Standardized tests would help increase investor confidence and help developers improve negotiations with manufacturing and offtake partners, Perez noted.
“Such standardization would help both developers and EPC contractors to clearly set their guarantees, and compare between plants,” he said.
Abengoa’s latest Spacetube parabolic trough technology measures on average 8.2 meters by 16 m, the largest commercially-deployed to date. The design features high levels of component standardization, efficient use of materials, high optical rigidity and competitive installation costs, according to the company.
Abengoa has not revealed the cost reductions achieved since earlier designs.
According to Dinter, a "similar development journey" between Flabeg’s Eurotrough and Ultimate Trough concepts reduced costs by around 25%.
Reduced material requirements, increased efficiency and lower labor requirements during construction were key drivers of cost reductions, Dinter said.
The installation and performance of Abengoa's latest Spacetube technology will be further tested at the much larger 950 MW Noor Energy 1 CSP-PV plant in Dubai.
Abengoa will supply three 200 MW parabolic trough plants to Noor Energy 1, which is being developed by Saudi Arabia's ACWA Power.
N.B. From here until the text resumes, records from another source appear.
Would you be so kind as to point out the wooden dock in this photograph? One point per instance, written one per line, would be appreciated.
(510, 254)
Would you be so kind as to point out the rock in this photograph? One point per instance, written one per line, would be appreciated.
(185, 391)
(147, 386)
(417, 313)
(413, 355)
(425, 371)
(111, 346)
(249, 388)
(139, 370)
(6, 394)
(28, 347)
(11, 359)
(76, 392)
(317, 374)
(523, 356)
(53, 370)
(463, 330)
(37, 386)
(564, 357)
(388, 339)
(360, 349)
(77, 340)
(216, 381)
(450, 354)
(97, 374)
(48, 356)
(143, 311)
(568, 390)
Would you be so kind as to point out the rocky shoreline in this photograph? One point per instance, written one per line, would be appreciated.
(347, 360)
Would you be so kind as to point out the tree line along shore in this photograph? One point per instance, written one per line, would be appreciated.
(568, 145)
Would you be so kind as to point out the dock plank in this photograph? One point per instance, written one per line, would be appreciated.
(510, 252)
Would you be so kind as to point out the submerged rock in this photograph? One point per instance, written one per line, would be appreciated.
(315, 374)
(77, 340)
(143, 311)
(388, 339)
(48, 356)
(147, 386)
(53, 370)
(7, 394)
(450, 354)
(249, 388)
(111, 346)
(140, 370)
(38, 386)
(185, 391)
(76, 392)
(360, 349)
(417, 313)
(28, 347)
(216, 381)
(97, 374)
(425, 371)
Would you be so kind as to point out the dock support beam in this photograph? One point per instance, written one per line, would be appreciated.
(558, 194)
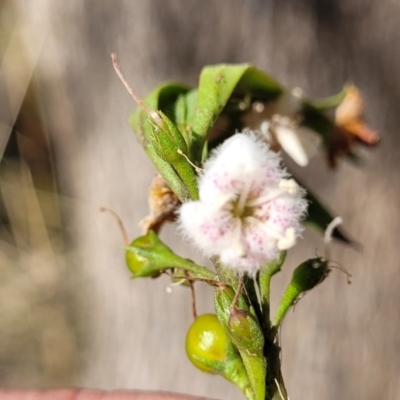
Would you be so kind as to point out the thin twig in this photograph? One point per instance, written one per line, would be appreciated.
(120, 224)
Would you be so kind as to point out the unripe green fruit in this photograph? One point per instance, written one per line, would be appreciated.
(206, 343)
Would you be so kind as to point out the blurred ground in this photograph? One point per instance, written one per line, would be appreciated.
(69, 314)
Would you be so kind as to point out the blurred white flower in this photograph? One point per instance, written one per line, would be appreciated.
(278, 122)
(249, 210)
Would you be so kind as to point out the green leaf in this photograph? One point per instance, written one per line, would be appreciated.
(253, 357)
(161, 98)
(147, 256)
(216, 86)
(185, 113)
(164, 98)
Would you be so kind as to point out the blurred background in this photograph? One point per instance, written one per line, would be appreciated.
(69, 312)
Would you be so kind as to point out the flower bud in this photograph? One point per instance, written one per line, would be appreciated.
(305, 277)
(246, 332)
(208, 348)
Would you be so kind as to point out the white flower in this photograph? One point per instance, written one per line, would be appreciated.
(248, 210)
(278, 122)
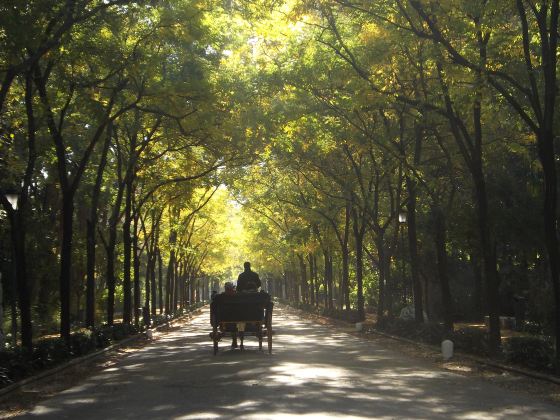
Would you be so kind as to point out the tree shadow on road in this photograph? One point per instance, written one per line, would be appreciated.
(314, 371)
The project also features a 100 MW CSP tower plant, 250 MW of PV capacity and 15 hours of molten salt CSP storage capacity.
Shanghai Electric is the contracted Engineering, Procurement and Construction (EPC) supplier for Noor Energy 1, requiring Abengoa to assume a more collaborative approach than at Xina Solar One.
Shanghai Electric is faced with the challenge of minimizing costs while also meeting a demanding construction schedule. The plant will be brought online in phases in 2020-2022 and the first parabolic trough plant and central tower unit are scheduled to be completed by October 2020.
Shanghai Electric worked with Abengoa to find innovative solutions to best integrate the solar field and power block, Wang Deyuan, Associate Managing Director - Integrity Energy Solution Business Unit at Shanghai Electric, told the MENA New Energy 2018 conference.
Maximizing overall plant performance is a priority for Shanghai Electric, Deyuan said.
"We will mix best practice from the past experience...And continue to optimize the solutions. We found there are a lot of spaces to be improved,” he said.